Creation care, gardens and churchyards

Published: Friday February 18, 2022

Blog by the Revd Cate Williams, Environmental Engagement Officer for the Diocese of Gloucester



A few things have crossed my path over the last few weeks that share the theme of creating habitats for wildlife, whether in gardens, community green spaces or churchyards: an idea for a community event, a conference and a focus on gardening.


Churches Count on Nature

SnowdropsThis can be done at any time but has a focus during 4-12 June. It is organised as a partnership between Eco Church / Arocha and Caring for God’s Acre (CfGA), the charity that specialises in managing churchyards and other burial grounds for nature.

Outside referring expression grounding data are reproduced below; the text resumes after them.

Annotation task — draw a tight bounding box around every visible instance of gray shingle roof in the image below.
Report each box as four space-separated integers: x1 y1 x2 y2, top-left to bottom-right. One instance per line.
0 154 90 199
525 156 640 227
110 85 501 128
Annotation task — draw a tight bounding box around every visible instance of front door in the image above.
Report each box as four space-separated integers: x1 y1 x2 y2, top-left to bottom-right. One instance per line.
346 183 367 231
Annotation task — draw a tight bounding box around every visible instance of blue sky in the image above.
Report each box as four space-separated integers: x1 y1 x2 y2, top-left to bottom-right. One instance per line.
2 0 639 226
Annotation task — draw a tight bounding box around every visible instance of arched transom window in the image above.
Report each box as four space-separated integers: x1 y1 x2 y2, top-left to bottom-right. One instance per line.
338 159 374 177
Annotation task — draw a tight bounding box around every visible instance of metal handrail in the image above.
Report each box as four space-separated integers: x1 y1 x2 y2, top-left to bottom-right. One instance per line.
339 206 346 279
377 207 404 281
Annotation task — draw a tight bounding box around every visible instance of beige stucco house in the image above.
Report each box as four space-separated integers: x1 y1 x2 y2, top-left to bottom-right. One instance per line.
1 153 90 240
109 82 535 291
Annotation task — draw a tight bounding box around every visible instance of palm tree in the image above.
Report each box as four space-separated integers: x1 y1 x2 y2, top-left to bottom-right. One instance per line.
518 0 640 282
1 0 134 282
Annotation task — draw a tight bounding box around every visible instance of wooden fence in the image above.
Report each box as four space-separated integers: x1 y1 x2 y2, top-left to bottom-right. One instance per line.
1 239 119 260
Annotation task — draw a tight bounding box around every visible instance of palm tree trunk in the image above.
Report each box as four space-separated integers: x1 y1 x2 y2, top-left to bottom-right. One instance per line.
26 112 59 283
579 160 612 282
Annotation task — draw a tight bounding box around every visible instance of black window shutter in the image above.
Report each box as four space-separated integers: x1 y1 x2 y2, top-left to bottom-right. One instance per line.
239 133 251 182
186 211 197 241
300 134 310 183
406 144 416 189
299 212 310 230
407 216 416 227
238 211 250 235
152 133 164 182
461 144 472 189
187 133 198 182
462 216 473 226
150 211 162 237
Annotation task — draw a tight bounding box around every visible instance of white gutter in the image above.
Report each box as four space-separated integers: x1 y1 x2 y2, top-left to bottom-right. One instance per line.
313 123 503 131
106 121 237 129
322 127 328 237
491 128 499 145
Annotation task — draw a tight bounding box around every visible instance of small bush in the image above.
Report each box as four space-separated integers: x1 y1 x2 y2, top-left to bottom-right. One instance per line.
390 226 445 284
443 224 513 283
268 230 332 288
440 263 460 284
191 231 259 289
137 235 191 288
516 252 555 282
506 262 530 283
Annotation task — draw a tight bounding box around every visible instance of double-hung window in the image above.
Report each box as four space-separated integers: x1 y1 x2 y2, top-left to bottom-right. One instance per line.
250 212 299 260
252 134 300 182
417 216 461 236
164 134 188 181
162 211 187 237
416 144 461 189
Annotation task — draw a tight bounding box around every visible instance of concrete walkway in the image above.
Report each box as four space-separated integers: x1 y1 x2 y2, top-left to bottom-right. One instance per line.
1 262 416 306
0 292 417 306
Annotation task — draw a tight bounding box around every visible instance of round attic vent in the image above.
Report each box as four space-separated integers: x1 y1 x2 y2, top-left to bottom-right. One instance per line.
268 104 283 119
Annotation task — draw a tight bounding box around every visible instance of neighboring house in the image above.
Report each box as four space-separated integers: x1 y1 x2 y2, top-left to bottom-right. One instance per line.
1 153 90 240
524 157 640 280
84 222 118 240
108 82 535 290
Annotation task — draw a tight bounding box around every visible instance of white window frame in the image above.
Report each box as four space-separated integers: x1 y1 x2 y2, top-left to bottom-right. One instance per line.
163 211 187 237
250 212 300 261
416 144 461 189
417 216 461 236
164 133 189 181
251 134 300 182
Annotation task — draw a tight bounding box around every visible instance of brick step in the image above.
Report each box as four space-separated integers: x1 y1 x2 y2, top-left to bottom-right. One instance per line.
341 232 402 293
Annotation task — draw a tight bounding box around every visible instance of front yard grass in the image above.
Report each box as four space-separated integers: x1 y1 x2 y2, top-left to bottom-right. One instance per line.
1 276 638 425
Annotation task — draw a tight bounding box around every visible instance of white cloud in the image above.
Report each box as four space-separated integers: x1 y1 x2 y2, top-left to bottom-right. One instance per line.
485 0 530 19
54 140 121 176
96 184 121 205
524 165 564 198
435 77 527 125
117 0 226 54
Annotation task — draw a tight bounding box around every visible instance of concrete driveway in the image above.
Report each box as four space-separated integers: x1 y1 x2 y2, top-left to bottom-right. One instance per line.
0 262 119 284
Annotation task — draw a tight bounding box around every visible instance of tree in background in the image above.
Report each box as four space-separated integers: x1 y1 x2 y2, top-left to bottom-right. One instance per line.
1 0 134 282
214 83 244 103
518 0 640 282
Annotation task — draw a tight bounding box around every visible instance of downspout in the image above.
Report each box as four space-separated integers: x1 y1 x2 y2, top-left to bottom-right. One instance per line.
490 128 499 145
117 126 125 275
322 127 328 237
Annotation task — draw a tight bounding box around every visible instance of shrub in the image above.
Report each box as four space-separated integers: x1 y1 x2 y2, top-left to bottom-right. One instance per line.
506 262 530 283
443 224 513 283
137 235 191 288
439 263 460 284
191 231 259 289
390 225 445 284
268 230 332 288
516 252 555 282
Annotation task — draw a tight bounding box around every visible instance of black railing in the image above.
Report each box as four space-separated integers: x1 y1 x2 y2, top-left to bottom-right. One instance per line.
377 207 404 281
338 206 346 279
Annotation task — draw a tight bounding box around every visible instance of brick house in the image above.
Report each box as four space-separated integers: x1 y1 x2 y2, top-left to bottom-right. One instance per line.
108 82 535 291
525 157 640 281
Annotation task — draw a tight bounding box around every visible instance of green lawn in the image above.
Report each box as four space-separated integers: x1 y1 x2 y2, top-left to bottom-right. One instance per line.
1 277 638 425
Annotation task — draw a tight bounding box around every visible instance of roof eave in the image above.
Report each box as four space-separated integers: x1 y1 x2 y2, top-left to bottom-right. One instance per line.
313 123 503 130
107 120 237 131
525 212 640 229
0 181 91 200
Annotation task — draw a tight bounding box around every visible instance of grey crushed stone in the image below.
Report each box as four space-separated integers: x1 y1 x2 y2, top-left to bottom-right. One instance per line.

Many churches in our Diocese participated in this for the first time last year, really enjoying the experience and finding it a great way to engage positively with the wider community.  Our churchyards are often very special environments, having been relatively undisturbed for centuries.  If we are letting some areas grow longer as part of our commitment to care for creation, Churches Count on Nature is a great way to invite others to join us to explore what is growing and finding a home in our space.

For those participating in Eco Church, this fits well under both the community and global, and land headings.


This video explores nature in churchyards in our Diocese.


Beautiful Burial Ground Zoom conference: 15 March

Also from CfGA, this conference is open to anyone who is interested in learning more about how to manage a churchyard for nature.  It is planned as an inspiring day to discover how to transform burial grounds into havens for people, wildlife and heritage


Leave the garden clean up until later

Finally, a reminder from wildlife charities not to get too ahead of ourselves in a springtime tidy of the garden.  Many pollinators overwinter in standing dead stems.  If we wait until the temperature is consistently above 10 degrees, this will be appreciated by bees, butterflies and other parts of our garden’s ecology.

Whether our focus is our own gardens, community spaces or churchyards, all this works together to protect the world God has made and enable nature to thrive.